The song is still popular. It is included in the Protestant hymnal Evangelisches Gesangbuch as EG 48, and in some regional sections of the Catholic hymnal Gotteslob of 1975 and its second edition, the Gotteslob of 2013.

In English, the song became known as "Come, All Ye Shepherds", translated by Mari Ruef Hofer in 1912.

== Text ==
The Czech song "Nesem vám noviny" (Bringing the news) has five stanzas. Riedel wrote a version in three stanzas of five lines each, rhyming in pairs with a concluding short last line. The beginning is "Kommet, ihr Hirten, ihr Männer und Fraun" (Come, you shepherds, men and women).

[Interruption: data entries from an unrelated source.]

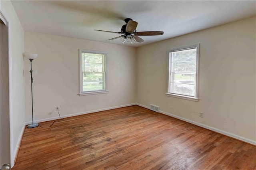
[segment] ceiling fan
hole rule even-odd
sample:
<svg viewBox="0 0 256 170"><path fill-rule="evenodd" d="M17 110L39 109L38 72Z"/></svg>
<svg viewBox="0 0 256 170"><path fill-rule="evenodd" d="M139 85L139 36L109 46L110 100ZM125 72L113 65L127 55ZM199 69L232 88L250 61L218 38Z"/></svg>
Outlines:
<svg viewBox="0 0 256 170"><path fill-rule="evenodd" d="M159 36L163 35L164 32L162 31L145 31L143 32L137 32L136 28L138 25L138 22L133 21L131 18L126 18L124 22L126 24L124 25L121 28L120 32L113 32L112 31L104 31L102 30L94 30L94 31L103 31L104 32L110 32L112 33L116 33L122 34L121 36L111 38L108 40L112 40L119 38L121 38L121 40L123 43L126 41L128 42L133 43L135 42L142 42L144 41L143 39L138 37L137 36Z"/></svg>

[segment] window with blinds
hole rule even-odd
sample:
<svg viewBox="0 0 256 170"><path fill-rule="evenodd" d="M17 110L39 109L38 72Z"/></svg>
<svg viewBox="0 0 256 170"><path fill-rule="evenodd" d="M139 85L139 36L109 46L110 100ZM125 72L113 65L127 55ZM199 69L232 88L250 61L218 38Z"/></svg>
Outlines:
<svg viewBox="0 0 256 170"><path fill-rule="evenodd" d="M106 91L106 52L80 51L79 94Z"/></svg>
<svg viewBox="0 0 256 170"><path fill-rule="evenodd" d="M169 51L168 94L198 99L199 44Z"/></svg>

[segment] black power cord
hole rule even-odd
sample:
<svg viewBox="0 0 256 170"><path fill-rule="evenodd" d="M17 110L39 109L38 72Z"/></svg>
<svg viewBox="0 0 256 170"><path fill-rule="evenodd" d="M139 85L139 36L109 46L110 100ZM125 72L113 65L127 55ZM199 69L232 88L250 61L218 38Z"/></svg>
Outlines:
<svg viewBox="0 0 256 170"><path fill-rule="evenodd" d="M48 127L52 127L52 125L55 123L55 122L58 122L59 121L62 121L62 120L64 119L64 118L62 117L60 117L60 113L59 113L59 108L57 107L57 111L58 111L58 113L59 114L59 117L60 117L60 119L59 120L57 120L57 121L55 121L54 122L53 122L52 123L52 125L51 125L49 127L42 127L42 126L41 126L40 125L38 124L38 125L39 125L39 126L42 128L48 128Z"/></svg>

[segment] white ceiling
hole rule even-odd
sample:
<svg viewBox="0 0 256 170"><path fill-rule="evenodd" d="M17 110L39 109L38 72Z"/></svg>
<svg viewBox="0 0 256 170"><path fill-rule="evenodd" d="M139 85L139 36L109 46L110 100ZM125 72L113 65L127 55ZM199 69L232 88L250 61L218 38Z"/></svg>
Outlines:
<svg viewBox="0 0 256 170"><path fill-rule="evenodd" d="M255 1L12 1L25 31L118 44L118 32L129 18L137 32L160 31L143 36L138 47L256 14Z"/></svg>

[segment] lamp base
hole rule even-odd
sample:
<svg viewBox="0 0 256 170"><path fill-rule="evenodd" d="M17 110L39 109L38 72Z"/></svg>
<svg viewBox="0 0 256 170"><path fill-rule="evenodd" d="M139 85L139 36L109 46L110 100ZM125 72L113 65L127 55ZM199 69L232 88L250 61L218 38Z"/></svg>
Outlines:
<svg viewBox="0 0 256 170"><path fill-rule="evenodd" d="M33 127L36 127L38 125L38 123L34 123L34 124L30 124L28 125L28 128L32 128Z"/></svg>

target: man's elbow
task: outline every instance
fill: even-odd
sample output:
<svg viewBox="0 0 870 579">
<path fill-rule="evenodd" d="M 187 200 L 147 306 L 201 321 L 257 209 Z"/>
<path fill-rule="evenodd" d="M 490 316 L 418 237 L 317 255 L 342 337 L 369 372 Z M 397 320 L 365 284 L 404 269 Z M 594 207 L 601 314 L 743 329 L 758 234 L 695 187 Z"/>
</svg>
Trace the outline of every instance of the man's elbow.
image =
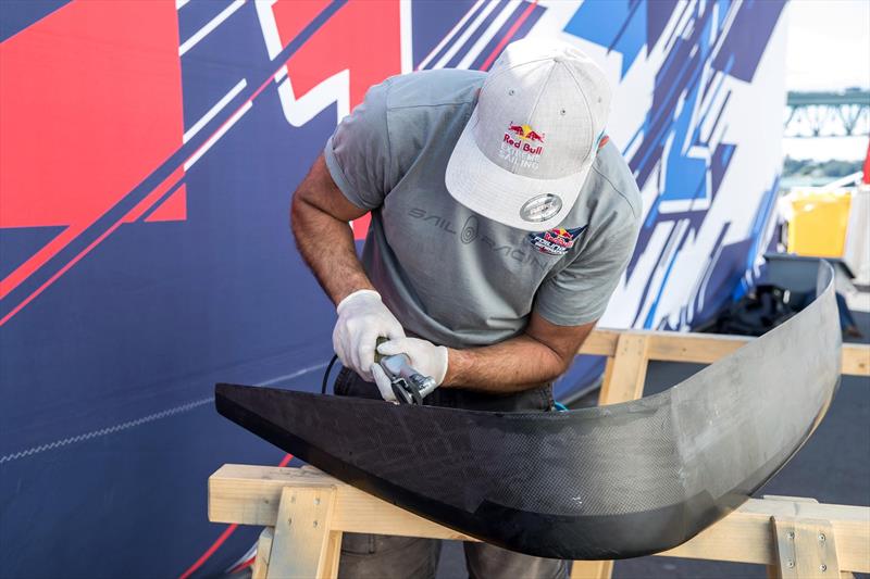
<svg viewBox="0 0 870 579">
<path fill-rule="evenodd" d="M 294 234 L 297 232 L 297 228 L 304 222 L 307 209 L 310 209 L 310 206 L 306 202 L 304 191 L 301 188 L 297 189 L 290 200 L 289 212 L 289 226 Z"/>
</svg>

Kommet, ihr Hirten, ihr Männer und Fraun,
Kommet, das liebliche Kindlein zu schaun,
Christus, der Herr, ist heute geboren,
Den Gott zum Heiland euch hat erkoren.
Fürchtet euch nicht!

Lasset uns sehen in Bethlehems Stall,
Was uns verheißen der himmlische Schall;
Was wir dort finden, lasset uns künden,
Lasset uns preisen in frommen Weisen:
Halleluja!

Wahrlich, die Engel verkündigen heut
Bethlehems Hirtenvolk gar große Freud:
Nun soll es werden Friede auf Erden,
Den Menschen allen ein Wohlgefallen:
Ehre sei Gott!

Come, all ye shepherds, ye children of earth,
Come ye, bring greetings to yon heavenly birth.
For Christ the Lord to all men is given,
To be our Savior sent down from heaven:
Come, welcome Him!

Hasten then, hasten to Bethlehem's stall,
There to see heaven descend to us all.
With holy feeling, there humbly kneeling,
We will adore Him, bow down before Him,
Worship the King.

Angels and shepherds together we go
Seeking the Savior from all earthly woe;
While angels, winging, His praise are singing,
Heaven's echoes ringing, peace on earth bringing,
Good will to men.

== Melody ==
In 1847, the melody was first published in the collection Katolicky kancionál in Olomouc. Manuscripts are not dated but seem to stem from the first half of the 19th century. It is a bordun melody similar to folk music melodies.

==Recordings ==
The carol is included in the album Sinfonia di Natale by Rondò Veneziano (1995).